When a study came out a couple of weeks ago saying that diet soda was a contributing factor to Alzheimers, my mother insisted that we all stop drinking diet soda. I still drink my beloved Tab, because I feel that the damage has been done already. When they do my autopsy, they will find actual packets of Splenda in my veins. That is just the way it is. There are people who smoke their whole lives and live well into their 80s and 90s and then there are people who look like they are in perfect shape and drop dead while exercising in their 50s. Not in our control. Because, really, very few things are in our control.
Which brings us to today.
It could be the day that I am writing this, or any day at all, this just happened to have happened today. Some of you maybe were driving on Route 4 by the Teaneck Road exit, and maybe you noticed an accident. An older model Buick was totaled. There were no other cars involved, but when you saw this car, you thought, “Oh God, I hope that everyone is ok. That looks really bad.”
And it did look bad. It looked so bad that when I saw it, I almost threw up on the side of the road. My boy had been in that car. That car was Clunky. And though Clunky is no longer with us, son #1 is. Thank God. It is a miracle. It is an “I don’t even want to think about the what if,” because that “what if” takes me to a really dark place. Husband #1 showed up at the scene because son #1 couldn’t find his phone in the mess that was Clunky, and some nice woman waiting for the jitney called 911 and let son #1 use her phone.

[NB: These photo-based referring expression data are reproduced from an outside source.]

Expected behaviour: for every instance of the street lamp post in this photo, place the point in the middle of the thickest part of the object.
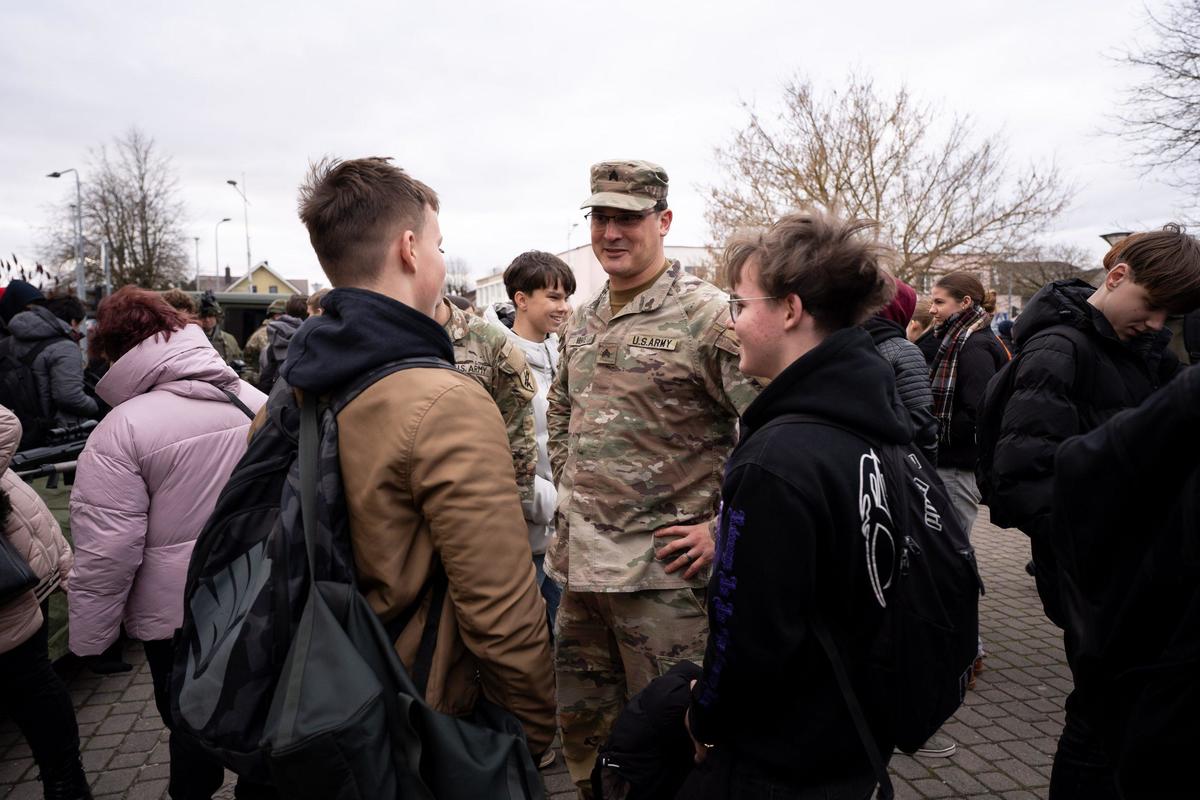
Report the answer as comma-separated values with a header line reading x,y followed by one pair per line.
x,y
245,211
79,276
216,250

And then husband #1 called me.
When I got there, son #1 was in the back of an ambulance with blood all over his face and his shirt, because the air bag deployed and smacked him in the face. What if there was no air bag? Don’t even want to go there. This was a miracle on so many levels. How were no other cars involved? How did the car look like that and he was ok? What if? I don’t even want to know.
But when the shock wore off, and the tears dried, the humor could start again. Poor Clunky, he survived the drive from Florida, but he couldn’t make it to Teaneck Hot Bagels on a steamy Monday morning. How will son #3 get to school next year? How will son #1 get to work for the rest of the summer? What if? Who cares….
Someone was in control today, and I am grateful for that.
Banji Ganchrow is pleased to report that husband #1 did like his Father’s Day present. You can find him sitting on it every Shabbos afternoon in his backyard. (It’s a lounge chair…just to be clear.)